Высунувшись в окно, Дэниэлс почувствовал, что глаза сразу начинают слезиться.
— Красный свет на локальной линии, — сказал машинист. — Значит, они прошли здесь совсем недавно.
— Еще медленнее, — сказал Дэниэлс, — совсем медленно. И тихо. Без звука.
— Поставьте мне тогда резиновые шины! — огрызнулся машинист.
Толпа восприняла отъезд комиссарского лимузина как сигнал к концу представления. Патрульные машины, одна за другой покидавшие парковку, подтвердили это предположение. Кое-кто из зевак бросился за ними, рассчитывая увидеть, чем закончится дело. Оставшиеся с осуждением смотрели им вслед: может, гора и идет к Магомету, но уж точно не бегает за ним высунув язык.
Через несколько минут толпа перестала быть единым организмом, распалась на атомы, стала редеть. Но несколько сот человек — лентяи, романтики, типичные «носовые маньяки» — никак не расходились и сбивались в кучки вокруг уличных говорунов.
— И как вам мэр? Он был нужен внизу, как вторая дырка в заднице…
— Надо было штурмовать! Как только показываешь этим бандитам слабость, они тут же берут свое. Настоящий преступник — всегда психолог.

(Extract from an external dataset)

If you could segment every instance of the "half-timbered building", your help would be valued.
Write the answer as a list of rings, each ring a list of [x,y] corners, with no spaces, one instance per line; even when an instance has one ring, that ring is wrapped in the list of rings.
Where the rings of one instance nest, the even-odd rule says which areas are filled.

— Да они просто дешевка, эти парни. Будь я на их месте, я бы потребовал десять миллионов. И получил бы их.
— Черномазые? Да никогда! Черномазый может стибрить у тебя десть баксов, это да. Но это дело рук белых, масштаб чувствуется!
— Комиссар полиции — он даже не похож на копа. Слишком мягкий. Настоящий коп должен внушать страх.
— Знаете, как они собираются смыться? Я понял! Они уедут на этом поезде прямо на Кубу, ха-ха!
— Эй, кто-нибудь знает, что там сейчас на самом деле происходит?
Аварийный выход находился к северу от станции «14-я улица». Проем в стене туннеля выводил к лестнице, а та, в свою очередь, поднималась к решетчатой крышке люка на тротуаре на восточной стороне Юнион-сквер. Райдер наблюдал, как Лонгмэн, четко оперируя тормозной рукояткой, остановил поезд в ста футах от белой сигнальной лампы над аварийным выходом.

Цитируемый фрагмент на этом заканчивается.